Using libtorch in OpenMP gets wrong results

lymhust · February 18, 2021, 9:24am

I want to use libtorch functions in OpenMP. However, there are some problems:

Only the last thread returns correct results.
Other threads get wrong results.

Has anyone encountered the same problem? Thanks!

lymhust · February 19, 2021, 3:58am

Finally, I found that maybe it is caused by set_num_interop_threads.
For earlier libtorch (e.g. libtorch 1.0.0, libtorch 1.1.0), there are no functions like at::set_num_interop_threads or torch::set_num_interop_threads, and only one thread works when calling libtorch functions in OpenMP.
From libtorch 1.2.0, we can find at::set_num_interop_threads in <ATen/Parallel.h> or torch::set_num_interop_threads in <torch/utils.h> in later versions, and the final results are correct.

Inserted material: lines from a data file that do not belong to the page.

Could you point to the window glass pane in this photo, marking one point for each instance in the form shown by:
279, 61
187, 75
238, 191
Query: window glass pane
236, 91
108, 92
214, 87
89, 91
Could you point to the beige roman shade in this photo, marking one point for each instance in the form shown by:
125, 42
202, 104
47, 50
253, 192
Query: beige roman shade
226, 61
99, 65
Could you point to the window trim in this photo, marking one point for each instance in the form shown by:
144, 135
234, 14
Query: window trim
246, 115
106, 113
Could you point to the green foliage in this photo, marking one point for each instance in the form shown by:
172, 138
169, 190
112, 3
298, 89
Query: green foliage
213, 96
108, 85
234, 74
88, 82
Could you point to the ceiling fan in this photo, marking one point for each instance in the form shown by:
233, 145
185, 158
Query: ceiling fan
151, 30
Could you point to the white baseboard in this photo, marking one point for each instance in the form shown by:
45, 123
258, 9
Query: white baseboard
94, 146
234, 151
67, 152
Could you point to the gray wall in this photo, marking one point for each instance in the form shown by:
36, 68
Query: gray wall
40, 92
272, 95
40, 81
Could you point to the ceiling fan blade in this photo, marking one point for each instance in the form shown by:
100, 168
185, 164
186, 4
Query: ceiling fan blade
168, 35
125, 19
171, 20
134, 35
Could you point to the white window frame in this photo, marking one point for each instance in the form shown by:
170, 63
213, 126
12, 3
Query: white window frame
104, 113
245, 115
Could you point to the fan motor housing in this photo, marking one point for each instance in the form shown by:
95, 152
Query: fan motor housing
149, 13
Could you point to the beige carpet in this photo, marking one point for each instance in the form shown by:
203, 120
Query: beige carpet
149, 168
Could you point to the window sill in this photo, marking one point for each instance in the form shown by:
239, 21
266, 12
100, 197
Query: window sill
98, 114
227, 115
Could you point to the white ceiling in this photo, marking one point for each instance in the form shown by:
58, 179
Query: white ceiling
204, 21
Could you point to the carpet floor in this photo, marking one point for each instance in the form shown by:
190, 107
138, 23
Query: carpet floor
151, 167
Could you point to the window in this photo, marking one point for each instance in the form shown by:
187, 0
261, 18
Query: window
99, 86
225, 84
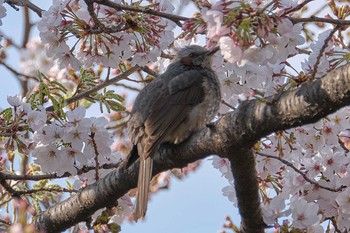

xym2009 · August 4, 2021, 11:44am

I’ve also used libtorch (GPU) functions in OpenMP, and I notice the computation time is not linearly reduced as CPU functions. For example, a function need 1000ms in one core, and 100ms using OpenMP with 10 cores; however, for GPU, a function may need 100ms, while using OpenMP with 10 cores, the time may be 80ms (the GPU memory is enough), do you have any idea about this problem? Thanks a lot!